O Matuto e o Chorinho

O Matuto é sapiente de que “café com leite” é uma referência à economia dos estados de São Paulo e Minas Gerais, grandes produtores respectivamente de café e de leite.


matuto
= diz-se de quem vive no mato e a quem falta traquejo social; caipira; matreiro.
O verbo matutar, significa meditar ou ponderar.

O Matuto gosta de um bom café. Pela manhã para sacudir a névoa dos olhos. Depois pode vir café com leite, galão, pingado, cortado, garoto, directo, de máquina, sem princípio, em chávena escaldada (xícara aqui no Brasil), chávena fria… Enfim! O Matuto gosta dum bom café com leite. Vai daí, eis que o Matuto entra lampeiro numa padaria/pastelaria, na cidade do interior do Estado de São Paulo, onde habita. Resoluto, o Matuto pede: “um café com leite, por favor”. Espantado o garçom responde: “qué que falou moço!” (No brasil todos os homens maduros são chamados de “moço”). Ultrapassada a barreira linguística, o Matuto pede uma “meia” – chávena/xícara com 50% de café e 50% de leite. Nada de lãnhices cobrindo o pezinho. A clareza na comunicação é essencial. E os detalhes também – já dizia o Roberto Carlos. Mas, adiante que se faz tarde! O Matuto sorve a bebida em atitude de libação. Delícia! Aí, surge o repto: “ei, moço! Tem chorinho!” Lestamente o garçom derrama o restante da “meia” num copo à lá galão Lisboeta. É o chorinho! O Matuto apreciou a generosidade do gesto: “esplêndido!”

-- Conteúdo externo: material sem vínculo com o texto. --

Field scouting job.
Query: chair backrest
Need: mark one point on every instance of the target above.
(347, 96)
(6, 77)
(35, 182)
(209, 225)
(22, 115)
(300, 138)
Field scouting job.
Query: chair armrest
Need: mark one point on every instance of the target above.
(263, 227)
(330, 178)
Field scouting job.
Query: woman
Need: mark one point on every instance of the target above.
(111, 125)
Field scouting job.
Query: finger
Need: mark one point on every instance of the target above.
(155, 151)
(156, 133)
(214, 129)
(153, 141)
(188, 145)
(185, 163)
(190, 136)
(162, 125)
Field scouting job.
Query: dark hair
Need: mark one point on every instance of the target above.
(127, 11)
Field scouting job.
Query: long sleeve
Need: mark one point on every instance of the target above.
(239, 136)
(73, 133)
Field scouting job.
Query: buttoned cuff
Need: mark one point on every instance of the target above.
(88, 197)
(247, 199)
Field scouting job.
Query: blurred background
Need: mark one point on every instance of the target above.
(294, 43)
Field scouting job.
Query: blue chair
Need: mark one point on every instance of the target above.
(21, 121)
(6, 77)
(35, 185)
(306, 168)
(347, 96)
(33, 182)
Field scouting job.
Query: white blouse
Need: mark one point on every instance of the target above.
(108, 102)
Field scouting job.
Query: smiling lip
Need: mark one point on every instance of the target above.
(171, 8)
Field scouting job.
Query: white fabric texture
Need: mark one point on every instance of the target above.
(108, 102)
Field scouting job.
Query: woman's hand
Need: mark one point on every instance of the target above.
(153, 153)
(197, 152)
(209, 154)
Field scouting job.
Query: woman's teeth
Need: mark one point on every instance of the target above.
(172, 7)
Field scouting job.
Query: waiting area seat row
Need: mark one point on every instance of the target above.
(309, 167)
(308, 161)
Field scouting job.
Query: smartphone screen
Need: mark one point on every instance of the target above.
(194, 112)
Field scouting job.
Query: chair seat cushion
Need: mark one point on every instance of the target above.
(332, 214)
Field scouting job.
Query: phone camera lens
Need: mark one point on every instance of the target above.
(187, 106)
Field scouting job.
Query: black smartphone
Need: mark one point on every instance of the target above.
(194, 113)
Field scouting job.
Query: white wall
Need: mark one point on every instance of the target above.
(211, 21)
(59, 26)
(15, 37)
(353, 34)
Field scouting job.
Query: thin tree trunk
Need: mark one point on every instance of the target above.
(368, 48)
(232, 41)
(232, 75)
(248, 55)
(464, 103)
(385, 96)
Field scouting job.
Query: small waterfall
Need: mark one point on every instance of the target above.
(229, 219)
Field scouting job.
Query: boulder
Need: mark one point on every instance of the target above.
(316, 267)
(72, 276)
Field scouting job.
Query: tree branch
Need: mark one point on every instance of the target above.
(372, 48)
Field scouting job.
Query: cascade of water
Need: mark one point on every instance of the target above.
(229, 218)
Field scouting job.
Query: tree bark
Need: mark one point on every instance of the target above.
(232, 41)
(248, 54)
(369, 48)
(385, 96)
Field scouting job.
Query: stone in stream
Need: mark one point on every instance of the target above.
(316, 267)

Após a devida veneração à “meia” e ao chorinho, o Matutou quedou-se na origem da coisa. O chorinho refere-se ao pedido de uma dose extra ao vendedor de chá mate ou caipirinha, nas praias Brasileiras. Então, é normal estando na praia, ao pedir a sua bebida que peça um chorinho porque a coisa rola. Nos cafés e padarias da cidade do interior do Estado de São Paulo, onde o Matuto habita, a oferta do chorinho já é uma tradição instalada. O chorinho é o parente ausente que já esperamos. Entretanto, o Matuto está em condições de esclarecer que nesta região do Brasil a expressão “café com leite” tem outra conotação. Pois é! O Matuto é sapiente de que “café com leite” é uma referência à economia dos estados de São Paulo e Minas Gerais, grandes produtores respectivamente de café e de leite. Sempre foram estados muito populosos e fortes politicamente.  A política do “café com leite” regulou a lógica do poder durante a Primeira República (1889-1930) no Brasil. Neste acordo de oligarcas locais os políticos paulistas e mineiros alternavam-se na cadeira de Presidente da República, favorecendo as economias destes Estados. Portanto, não é de estranhar o pasmo do garçom (certamente um cidadão versado nestas andanças da História) ao ouvir o Matuto pedir um “café com leite”. Há expressões assim, pondera o Matuto. Abrimo-las como se estivéssemos refastelados num tapete voador que nos transporta pelo tempo, no espaço, e fazem vibrar o nosso ser com os ecos grávidos de História. E fica diante de nós esse fervilhar de gente, e esse trabalhar de dias e noites passadas. Surgem-nos as cores, as formas, as medidas, os volumes das paisagens já visitadas. Lirismo. Deambulação. Metamorfose. Vagabundagem. Como o perfume, o paladar e o encorpar dum vinho velho. Ou de um bom café – justifica o Matuto.